В труппу Императорского театра ее приняли без препятствий и протекций; видно, и в самом деле сказался талант от Бога. Следивший за успехом юной балерины еще в училище, известный хореограф рискнул дать ей сразу главную партию в балете господина Черепнина «Павильон Армиды» в декорациях модного художника круга «Мира искусства». Балет был одноактный, но стильный, полный средневековой французской романтики. Ксения только и жила репетициями, ожиданием премьеры.

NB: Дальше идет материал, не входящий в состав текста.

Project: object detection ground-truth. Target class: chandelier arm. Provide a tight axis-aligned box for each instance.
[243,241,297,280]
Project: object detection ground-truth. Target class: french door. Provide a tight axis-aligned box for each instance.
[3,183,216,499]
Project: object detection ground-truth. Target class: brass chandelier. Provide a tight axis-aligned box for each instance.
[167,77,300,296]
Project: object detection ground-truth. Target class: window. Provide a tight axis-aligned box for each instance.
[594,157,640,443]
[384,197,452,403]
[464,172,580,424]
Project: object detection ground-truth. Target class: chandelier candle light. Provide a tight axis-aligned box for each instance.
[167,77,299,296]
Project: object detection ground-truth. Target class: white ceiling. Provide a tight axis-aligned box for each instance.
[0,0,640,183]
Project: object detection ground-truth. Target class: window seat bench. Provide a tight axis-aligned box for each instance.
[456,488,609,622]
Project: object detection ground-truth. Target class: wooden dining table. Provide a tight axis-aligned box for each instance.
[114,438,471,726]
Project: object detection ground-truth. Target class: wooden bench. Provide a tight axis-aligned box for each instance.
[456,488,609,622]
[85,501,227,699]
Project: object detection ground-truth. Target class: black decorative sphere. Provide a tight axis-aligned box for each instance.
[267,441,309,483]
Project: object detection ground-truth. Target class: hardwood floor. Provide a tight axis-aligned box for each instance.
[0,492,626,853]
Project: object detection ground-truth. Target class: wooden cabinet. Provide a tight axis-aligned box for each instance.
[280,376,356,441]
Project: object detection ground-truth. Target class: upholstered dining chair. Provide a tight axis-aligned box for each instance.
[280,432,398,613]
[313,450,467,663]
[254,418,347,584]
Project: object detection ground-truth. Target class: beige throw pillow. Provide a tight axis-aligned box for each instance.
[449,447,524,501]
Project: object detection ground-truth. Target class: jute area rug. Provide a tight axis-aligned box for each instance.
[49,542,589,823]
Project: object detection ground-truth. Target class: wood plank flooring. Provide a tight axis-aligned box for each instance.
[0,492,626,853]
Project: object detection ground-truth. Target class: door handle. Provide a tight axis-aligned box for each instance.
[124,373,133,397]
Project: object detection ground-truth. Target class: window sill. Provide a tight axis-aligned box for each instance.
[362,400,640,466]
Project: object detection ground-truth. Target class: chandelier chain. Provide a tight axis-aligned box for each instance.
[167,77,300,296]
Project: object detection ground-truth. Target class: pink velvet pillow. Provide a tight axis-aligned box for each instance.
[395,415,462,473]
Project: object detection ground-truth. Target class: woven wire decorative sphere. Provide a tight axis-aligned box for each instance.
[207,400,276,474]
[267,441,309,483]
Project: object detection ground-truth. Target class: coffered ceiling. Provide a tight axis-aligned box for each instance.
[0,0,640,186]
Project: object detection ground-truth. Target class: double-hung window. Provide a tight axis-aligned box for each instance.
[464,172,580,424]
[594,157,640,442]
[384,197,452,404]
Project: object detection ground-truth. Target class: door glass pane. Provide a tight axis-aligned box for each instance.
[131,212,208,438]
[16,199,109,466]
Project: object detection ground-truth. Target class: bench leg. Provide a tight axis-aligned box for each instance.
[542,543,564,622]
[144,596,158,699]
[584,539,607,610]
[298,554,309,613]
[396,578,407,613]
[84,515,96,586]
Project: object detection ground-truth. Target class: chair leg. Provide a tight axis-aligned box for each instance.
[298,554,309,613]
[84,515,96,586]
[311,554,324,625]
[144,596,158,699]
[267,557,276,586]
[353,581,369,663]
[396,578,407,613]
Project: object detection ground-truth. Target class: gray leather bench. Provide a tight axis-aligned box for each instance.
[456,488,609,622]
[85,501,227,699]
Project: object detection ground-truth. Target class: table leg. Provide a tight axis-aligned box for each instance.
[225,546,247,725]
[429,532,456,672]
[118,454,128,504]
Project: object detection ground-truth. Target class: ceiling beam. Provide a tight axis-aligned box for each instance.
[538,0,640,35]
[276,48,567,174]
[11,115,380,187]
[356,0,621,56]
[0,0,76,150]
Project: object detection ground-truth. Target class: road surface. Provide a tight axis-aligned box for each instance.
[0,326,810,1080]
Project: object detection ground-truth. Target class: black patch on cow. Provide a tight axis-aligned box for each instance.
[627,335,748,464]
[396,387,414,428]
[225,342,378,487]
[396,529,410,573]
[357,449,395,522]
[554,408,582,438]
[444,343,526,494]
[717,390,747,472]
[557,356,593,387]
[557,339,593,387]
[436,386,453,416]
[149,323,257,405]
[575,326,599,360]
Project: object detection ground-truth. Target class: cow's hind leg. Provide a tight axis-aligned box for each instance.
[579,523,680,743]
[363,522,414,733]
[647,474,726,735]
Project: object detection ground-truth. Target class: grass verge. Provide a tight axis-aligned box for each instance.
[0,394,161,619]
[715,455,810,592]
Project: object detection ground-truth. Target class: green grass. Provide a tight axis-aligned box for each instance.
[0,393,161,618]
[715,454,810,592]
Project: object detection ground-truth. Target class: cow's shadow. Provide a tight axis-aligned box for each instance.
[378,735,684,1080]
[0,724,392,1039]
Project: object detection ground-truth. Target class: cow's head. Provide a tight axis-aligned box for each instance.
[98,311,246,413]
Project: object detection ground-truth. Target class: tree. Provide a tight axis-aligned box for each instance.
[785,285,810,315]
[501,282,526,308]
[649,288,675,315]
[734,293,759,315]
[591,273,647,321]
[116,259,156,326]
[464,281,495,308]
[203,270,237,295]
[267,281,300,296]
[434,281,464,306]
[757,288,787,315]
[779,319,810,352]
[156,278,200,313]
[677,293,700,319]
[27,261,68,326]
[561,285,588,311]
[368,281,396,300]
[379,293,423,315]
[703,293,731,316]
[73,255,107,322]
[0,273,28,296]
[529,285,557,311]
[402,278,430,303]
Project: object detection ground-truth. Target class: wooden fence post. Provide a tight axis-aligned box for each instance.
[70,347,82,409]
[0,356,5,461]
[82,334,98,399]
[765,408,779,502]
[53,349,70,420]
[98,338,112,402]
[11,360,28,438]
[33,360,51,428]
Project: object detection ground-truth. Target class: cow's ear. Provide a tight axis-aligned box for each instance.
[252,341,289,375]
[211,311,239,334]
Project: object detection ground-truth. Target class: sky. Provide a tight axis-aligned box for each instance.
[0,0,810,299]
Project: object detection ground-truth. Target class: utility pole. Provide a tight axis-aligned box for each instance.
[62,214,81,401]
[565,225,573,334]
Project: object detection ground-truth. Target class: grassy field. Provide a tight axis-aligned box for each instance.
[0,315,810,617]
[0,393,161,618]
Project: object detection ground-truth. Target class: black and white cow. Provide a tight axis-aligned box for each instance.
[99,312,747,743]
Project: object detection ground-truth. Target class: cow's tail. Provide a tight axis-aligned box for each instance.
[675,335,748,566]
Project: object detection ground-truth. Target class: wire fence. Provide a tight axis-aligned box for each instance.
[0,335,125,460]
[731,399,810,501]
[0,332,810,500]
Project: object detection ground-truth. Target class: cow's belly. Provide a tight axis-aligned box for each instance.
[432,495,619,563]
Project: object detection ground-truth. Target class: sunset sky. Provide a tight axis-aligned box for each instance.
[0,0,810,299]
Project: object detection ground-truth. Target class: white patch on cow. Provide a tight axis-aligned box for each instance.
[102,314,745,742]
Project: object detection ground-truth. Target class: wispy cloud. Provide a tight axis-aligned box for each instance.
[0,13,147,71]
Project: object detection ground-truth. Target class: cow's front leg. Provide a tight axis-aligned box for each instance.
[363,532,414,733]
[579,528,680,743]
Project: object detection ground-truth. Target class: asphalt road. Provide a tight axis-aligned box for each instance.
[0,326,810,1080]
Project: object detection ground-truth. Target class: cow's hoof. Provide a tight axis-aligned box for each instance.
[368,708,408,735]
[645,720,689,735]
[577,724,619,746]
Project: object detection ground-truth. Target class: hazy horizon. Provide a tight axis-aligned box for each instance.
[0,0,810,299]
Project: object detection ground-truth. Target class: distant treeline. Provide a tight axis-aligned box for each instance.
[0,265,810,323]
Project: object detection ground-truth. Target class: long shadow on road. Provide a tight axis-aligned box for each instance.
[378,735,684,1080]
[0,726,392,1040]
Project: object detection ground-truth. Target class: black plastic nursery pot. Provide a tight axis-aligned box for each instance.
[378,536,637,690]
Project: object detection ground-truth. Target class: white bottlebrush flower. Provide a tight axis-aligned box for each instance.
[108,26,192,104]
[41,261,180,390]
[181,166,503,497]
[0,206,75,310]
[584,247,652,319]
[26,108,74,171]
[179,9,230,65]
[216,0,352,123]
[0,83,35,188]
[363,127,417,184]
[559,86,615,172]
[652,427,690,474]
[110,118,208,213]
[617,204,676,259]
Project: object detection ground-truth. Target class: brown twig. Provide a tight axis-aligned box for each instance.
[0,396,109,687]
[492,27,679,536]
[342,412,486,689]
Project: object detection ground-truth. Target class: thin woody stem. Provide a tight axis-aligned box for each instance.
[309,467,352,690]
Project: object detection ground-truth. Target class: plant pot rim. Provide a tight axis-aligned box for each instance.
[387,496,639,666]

Дебют не просто удался — это было блестящее зрелище, многообещающее будущее открылось! Взыскательные столичные балетоманы бисировали, юную танцовщицу вызывали несколько раз. К ногам ее сыпались лучшие букеты от Эйлерса [63] . Все получилось в духе царственной галантности самого балета. Потом одна за другой последовали роли в новых постановках — и снова удачи, восторженные отзывы в прессе. Даже строгий отец, скупой на похвалы, телеграфировал из дома: «Поразила зпт гурия рая тчк побежден тчк не теряй головы воскл зн храни Господь воскл зн». Ксения боялась одного — триумф даст ей повод расслабиться, но словно Ангел-Хранитель оберегал ее от звездного зазнайства, от искушения переоценить свой дар. Она решительно углубилась в черновую работу, видя в этом спасение.
И все же скоро стало понятно: бороться со славой тяжелее, чем кажется поначалу. Почитатели уже узнавали ее на улице, не давали прохода. Тогда-то, вспомнив детство и родное Дивное, Ксения отправилась в Тихвин, в Успенский Богородичный монастырь. На богомолье смиренно просила Чудотворную об укреплении в творческом подвиге. Исповедовалась у преклонных лет иеросхимонаха Михаила. Прозорливый старец долго вызнавал, откуда в «артистке» такая вера, испытывал сугубо, а однажды неожиданно легко благословил: «Вижу — чисты твои помыслы. Театр — Крест твой — и там можно делать добро ближнему, души огрубевшие смягчать, сердца окамененные. Достойно неси Крест сей. Аз, грешный, молиться за тебя буду, и ты, доченька, не забывай сюда дорогу — накрепко запомни! Ну, а там уж посмотрим, как Господь управит…» Все расставила по местам мудрость монашеская: стала Ксения духовным чадом тихвинского старца. С тех пор изо дня в день, так и жила балерина Императорской сцены: репетиции и выступления, до обмороков, поездки в Тихвин в редкие воскресенья, свободные от спектаклей. Даже на чтение времени едва хватало, не говоря уже о делах сердечных.